Éramos como los cachorros recién
descubriendo la libertad, ansiosos por acaparar conocimientos, enredados en una
malla de sentimientos que trastornaban nuestros sentidos cuando descubríamos
los parajes y paisajes que antes nos llegaban en la transmisión de la palabra,
por aquella delación de la tradición oral que legaban nuestros ancestros pero
que hasta aquel preciso instante en el que se aparecía ante nosotros, de
improviso y sin aviso, el relucir dorado de una cruz de guía perforando el aire
con el ariete de sus ángulos, rasgando el velo de la densidad aromática que se
tejía para la eventualidad del instante y proveniente de una hilera de naranjos
que guiaban nuestros pasos a San Vicente, manteníamos el concepto de belleza en
la teoría de la suposición; hasta que no nos enfrentamos al majestuoso caminar
de un paso de misterio no mantuvimos la preclara certeza de sabernos
beneficiados por la herencia que recibíamos, que deberíamos preservar de las
inclemencias de la indiferencia, de los ataques de la intolerancia o la
ignorancia.
Asaltábamos las calles apenas el día
comenzaba a menguar y el sol iba desplazándose de su orto natural buscando las
lindes del horizonte -esas fronteras que donde reposan los sueños para
introducirse en nosotros, reptando por las laderas de las prominencias del
Aljarafe a modo de sinfonía sonora de
una marcha o del silencio profanado por el crujir de las trabajaderas al paso de
la nave que surca las estrecheces de una calle- cuando el telar del firmamento
se tiñe de negro para que refulgen los azogues de los luceros y se enaltezca la
ilusión que se erige con la tramoya del mejor escenario para la recreación de
la pasión, muerte y resurrección de nuestro Señor Jesucristo. No teníamos ningún
miedo al cansancio, ni nos abatíamos ante el transcurso de las horas que
litigiaban con el aguante muscular que se tonificaba y nutría con la avidez,
hasta regenerar sus ínfimas moléculas, por escuchar la saeta en el balcón de
siempre o un clamor de cornetas y tambores por la confidencia del amigo que
tocaba en la banda, situaciones que solían dotarnos de un nuevo vigor; no
manteníamos más que ilusión por desembarcar nuestras ansias en las orillas del
ensueño, por desempolvar la alegría que se mantenía enclaustrada en las
entrañas del alma hasta que contemplábamos aquel nazareno, de azul y plata, que
caminaba presuroso por la acera que la conducía
a la puerta de acceso de San Julián.
Siempre había un motivo para que nos
embargara la emoción. Siempre encontrábamos una ocasión para reinventar
nuestras historias, para promulgar la imperiosa necesidad de manifestar la alegría
con la locuacidad de unos ojos abiertos, absortos a la contemplación del paso
de misterio que siempre iba de frente por más que la atronadora música se obstinara
en anidar en las espadañas de los conventos cercanos, en buscar la aliada complacencia
del fundido de las campanas de la pequeña capilla que asoma sus blancuras a la
plaza de los Carros, tal vez porque ya adivinaba que un ascua de luz, capaz de
dotar de vida a todo el portento del diseño juanmanuelino, vendría a
descubrirnos los matices de las piezas bordadas sobresaliendo de los límites cromáticos
de los lienzos aterciopelados, de las
figuras que surgían del telar oscuro para asomarse y vislumbrar el asombro de
otros ojos fascinados en su contemplación.

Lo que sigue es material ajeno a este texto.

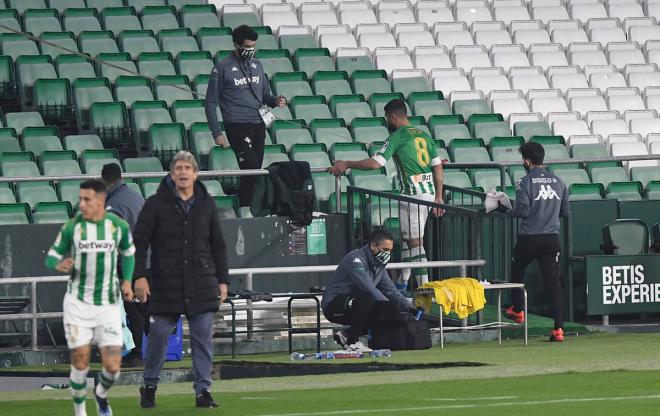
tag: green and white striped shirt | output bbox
[48,213,135,305]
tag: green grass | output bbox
[0,334,660,416]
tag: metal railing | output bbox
[0,260,486,351]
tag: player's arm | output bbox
[46,221,73,273]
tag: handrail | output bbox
[0,260,486,351]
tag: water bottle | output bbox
[289,352,305,361]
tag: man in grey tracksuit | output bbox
[321,229,417,351]
[206,26,287,206]
[498,142,570,342]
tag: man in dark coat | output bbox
[134,151,229,408]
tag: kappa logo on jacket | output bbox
[534,185,561,201]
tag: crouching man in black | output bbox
[321,229,418,352]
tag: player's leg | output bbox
[140,315,179,408]
[65,342,93,416]
[188,312,218,407]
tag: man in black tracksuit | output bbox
[498,142,570,342]
[206,26,286,206]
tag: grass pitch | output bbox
[0,334,660,416]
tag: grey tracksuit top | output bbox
[507,167,570,235]
[206,53,276,137]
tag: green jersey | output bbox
[47,213,135,305]
[373,126,442,195]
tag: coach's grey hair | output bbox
[170,150,199,172]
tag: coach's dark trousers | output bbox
[511,234,564,329]
[144,312,213,394]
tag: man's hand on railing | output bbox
[55,257,73,273]
[135,277,151,303]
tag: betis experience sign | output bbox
[585,255,660,315]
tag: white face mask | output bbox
[238,46,255,61]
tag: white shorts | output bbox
[62,293,124,350]
[399,194,435,240]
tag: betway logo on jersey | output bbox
[76,240,115,253]
[534,185,560,201]
[234,75,259,87]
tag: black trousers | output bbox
[323,293,404,344]
[511,234,564,329]
[225,123,266,207]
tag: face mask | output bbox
[374,250,391,266]
[238,46,254,61]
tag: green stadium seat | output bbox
[78,30,119,57]
[171,100,206,130]
[601,219,649,256]
[18,186,58,208]
[118,30,160,60]
[209,146,239,189]
[101,7,142,35]
[97,52,137,85]
[176,51,213,80]
[630,166,660,189]
[271,72,313,99]
[83,159,121,175]
[0,56,16,98]
[294,48,335,79]
[605,182,644,201]
[42,160,82,176]
[0,204,30,225]
[280,33,318,55]
[451,100,490,121]
[154,75,194,107]
[89,102,130,147]
[158,29,199,58]
[16,55,57,107]
[39,32,79,61]
[0,7,21,33]
[64,134,103,157]
[147,123,186,166]
[392,77,431,98]
[5,111,45,135]
[513,121,552,142]
[473,121,511,144]
[312,71,352,101]
[290,95,332,124]
[73,78,114,130]
[141,6,180,34]
[131,101,172,150]
[197,27,234,56]
[55,55,96,83]
[32,78,73,124]
[452,147,490,163]
[351,70,392,99]
[0,33,39,61]
[0,187,16,204]
[137,52,176,78]
[202,179,225,196]
[23,6,62,36]
[115,76,154,109]
[336,55,375,77]
[180,2,220,33]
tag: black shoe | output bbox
[140,385,156,409]
[195,390,218,408]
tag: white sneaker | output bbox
[346,341,373,352]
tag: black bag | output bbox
[369,314,431,351]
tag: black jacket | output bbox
[133,178,229,316]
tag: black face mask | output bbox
[238,46,255,61]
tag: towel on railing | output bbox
[415,277,486,319]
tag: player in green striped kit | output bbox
[330,99,444,288]
[46,180,135,416]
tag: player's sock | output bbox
[69,366,89,416]
[410,246,429,287]
[96,368,119,399]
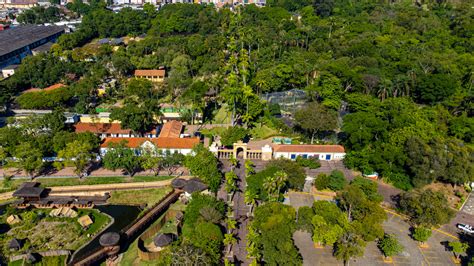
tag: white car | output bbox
[458,224,474,234]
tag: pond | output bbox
[69,205,142,258]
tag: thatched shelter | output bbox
[153,233,176,248]
[171,178,187,189]
[8,238,21,251]
[99,232,120,247]
[183,178,207,194]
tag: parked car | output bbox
[458,224,474,234]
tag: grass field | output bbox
[0,176,172,192]
[8,256,66,266]
[0,208,110,258]
[108,187,171,207]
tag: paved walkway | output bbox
[0,167,189,178]
[232,160,250,265]
[0,176,186,200]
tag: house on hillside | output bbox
[135,69,166,82]
[100,137,200,156]
[74,122,158,139]
[273,144,346,161]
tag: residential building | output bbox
[100,137,200,156]
[79,112,120,123]
[158,121,183,138]
[22,83,66,93]
[135,69,166,82]
[273,144,346,161]
[160,104,202,124]
[209,141,346,161]
[0,25,65,69]
[2,65,19,78]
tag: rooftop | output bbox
[160,121,183,138]
[135,69,166,77]
[183,178,207,194]
[0,25,64,56]
[23,83,66,93]
[273,144,345,153]
[13,186,45,198]
[100,138,199,149]
[75,122,132,134]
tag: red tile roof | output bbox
[23,83,66,93]
[75,122,132,134]
[159,120,183,138]
[273,144,344,153]
[100,138,199,149]
[135,69,166,77]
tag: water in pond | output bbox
[70,205,142,258]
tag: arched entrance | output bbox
[235,147,245,159]
[234,141,247,160]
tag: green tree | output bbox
[295,102,337,144]
[412,227,431,243]
[102,141,141,176]
[56,140,95,177]
[184,144,222,192]
[225,171,239,193]
[141,151,163,176]
[42,109,66,134]
[449,241,469,259]
[334,232,365,266]
[312,215,344,246]
[159,150,185,175]
[378,234,403,257]
[263,171,288,201]
[110,103,159,134]
[399,189,454,227]
[249,202,302,265]
[221,126,248,147]
[14,142,43,178]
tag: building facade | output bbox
[135,69,166,82]
[0,25,65,69]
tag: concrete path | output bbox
[232,160,250,265]
[0,176,187,200]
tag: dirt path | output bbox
[0,176,191,200]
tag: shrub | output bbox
[314,174,329,190]
[296,156,321,169]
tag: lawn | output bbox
[119,201,182,266]
[108,187,172,207]
[0,176,172,192]
[0,208,110,258]
[250,124,279,140]
[8,256,66,266]
[212,104,231,124]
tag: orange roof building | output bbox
[23,83,66,93]
[100,137,200,154]
[159,120,183,138]
[135,69,166,82]
[272,144,346,161]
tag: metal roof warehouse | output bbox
[0,25,65,68]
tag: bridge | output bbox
[68,189,183,266]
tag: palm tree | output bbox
[244,190,258,213]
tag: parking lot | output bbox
[290,196,456,266]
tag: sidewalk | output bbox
[0,167,189,179]
[0,176,192,200]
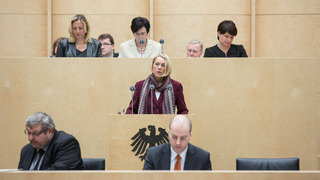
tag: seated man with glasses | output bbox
[143,115,212,171]
[98,33,119,58]
[18,112,83,170]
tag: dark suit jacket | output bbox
[143,143,212,170]
[126,79,189,114]
[203,44,248,57]
[18,130,83,170]
[56,38,101,57]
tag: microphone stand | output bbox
[139,39,144,58]
[130,86,135,114]
[149,84,154,114]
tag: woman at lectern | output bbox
[56,14,101,57]
[119,17,161,58]
[203,20,248,57]
[126,54,189,114]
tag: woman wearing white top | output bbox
[119,17,161,58]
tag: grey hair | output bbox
[26,112,55,129]
[187,40,203,52]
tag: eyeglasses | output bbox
[24,129,47,137]
[153,63,166,68]
[170,134,189,141]
[134,32,147,36]
[101,43,112,46]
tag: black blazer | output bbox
[56,38,101,57]
[18,130,83,170]
[143,143,212,170]
[203,44,248,57]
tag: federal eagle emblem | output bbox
[131,125,169,161]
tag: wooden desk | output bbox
[0,171,320,180]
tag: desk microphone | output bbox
[149,84,154,114]
[139,39,144,58]
[130,86,135,114]
[160,39,164,54]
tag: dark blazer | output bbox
[56,38,101,57]
[203,44,248,57]
[143,143,212,170]
[126,79,189,114]
[18,130,83,170]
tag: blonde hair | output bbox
[68,14,91,43]
[151,54,172,77]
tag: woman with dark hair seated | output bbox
[203,20,248,57]
[119,17,161,58]
[126,54,188,114]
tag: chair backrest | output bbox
[82,158,105,170]
[237,158,300,171]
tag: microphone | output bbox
[130,86,135,114]
[149,84,154,114]
[139,39,144,58]
[160,39,164,54]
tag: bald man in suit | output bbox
[143,115,212,171]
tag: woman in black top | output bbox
[56,14,101,57]
[203,20,248,57]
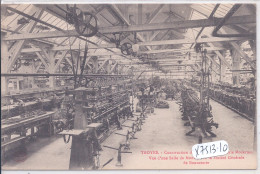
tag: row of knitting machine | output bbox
[56,75,155,170]
[166,45,218,143]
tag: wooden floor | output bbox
[2,98,255,170]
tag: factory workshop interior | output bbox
[1,3,257,170]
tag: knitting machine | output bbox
[1,89,62,163]
[180,44,218,137]
[60,75,132,170]
[191,81,256,121]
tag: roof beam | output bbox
[22,44,116,53]
[108,4,152,50]
[4,15,256,41]
[145,4,164,24]
[137,37,252,46]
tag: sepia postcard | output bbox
[1,1,258,171]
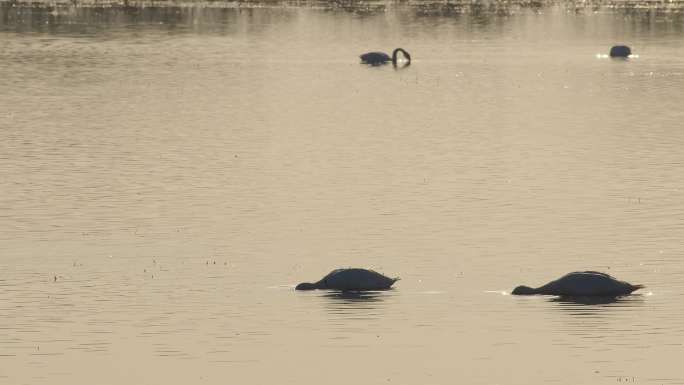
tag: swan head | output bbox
[511,285,537,295]
[295,282,318,290]
[392,48,411,65]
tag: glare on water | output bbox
[0,2,684,385]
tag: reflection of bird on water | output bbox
[360,48,411,66]
[610,45,632,57]
[511,271,644,297]
[295,269,399,291]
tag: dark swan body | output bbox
[610,45,632,57]
[511,271,644,297]
[359,48,411,65]
[295,269,399,291]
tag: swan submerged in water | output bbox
[511,271,644,297]
[359,48,411,66]
[295,268,399,291]
[609,45,632,57]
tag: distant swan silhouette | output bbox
[511,271,644,297]
[359,48,411,66]
[295,269,399,291]
[610,45,632,57]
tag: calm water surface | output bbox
[0,5,684,385]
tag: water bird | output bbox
[359,48,411,66]
[295,268,399,291]
[610,45,632,57]
[511,271,644,297]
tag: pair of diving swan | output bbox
[359,45,632,67]
[295,268,644,297]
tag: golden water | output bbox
[0,6,684,385]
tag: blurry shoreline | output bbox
[0,0,684,15]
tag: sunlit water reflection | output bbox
[0,2,684,384]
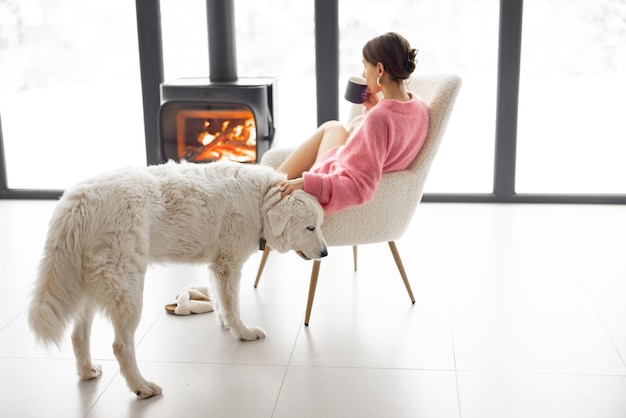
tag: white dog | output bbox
[29,162,327,398]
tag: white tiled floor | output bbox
[0,200,626,418]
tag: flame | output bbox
[181,113,256,162]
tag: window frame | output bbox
[0,0,626,204]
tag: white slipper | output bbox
[165,286,214,315]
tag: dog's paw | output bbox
[133,382,163,399]
[238,327,265,341]
[78,364,102,380]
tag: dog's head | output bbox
[263,187,328,260]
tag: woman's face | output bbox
[363,59,382,94]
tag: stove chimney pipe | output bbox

Éramos el anuncio de la presencia
inmediata, los heraldos que confirmaban la llegada del Señor, envuelto en una
nube de incienso, o de la Virgen que traía todo el dolor de la Madre destrozada
reflejado en el rostro. Éramos los que siempre estábamos en el lugar, en el
espacio donde coincidíamos con otros grupos que soñaban como nosotros, en
retener la maravillosa visión, el momento idílico, en la retina de la memoria,
y que tal vez, en este mismo y preciso instante, venga vencido por la nostalgia
e intente recuperar el cansancio de un sábado santo, cuando la grisácea
desesperación se presentaba para vencernos y hundirnos, en el atrio repleto de
naranjos de María Auxiliadora, en la decepción, ignorando que el transcurso del
tiempo vendría a imponernos otros modos, otras formas, otros instantes y hasta
otros amigos para contemplar los piadosos días de la Semana Santa.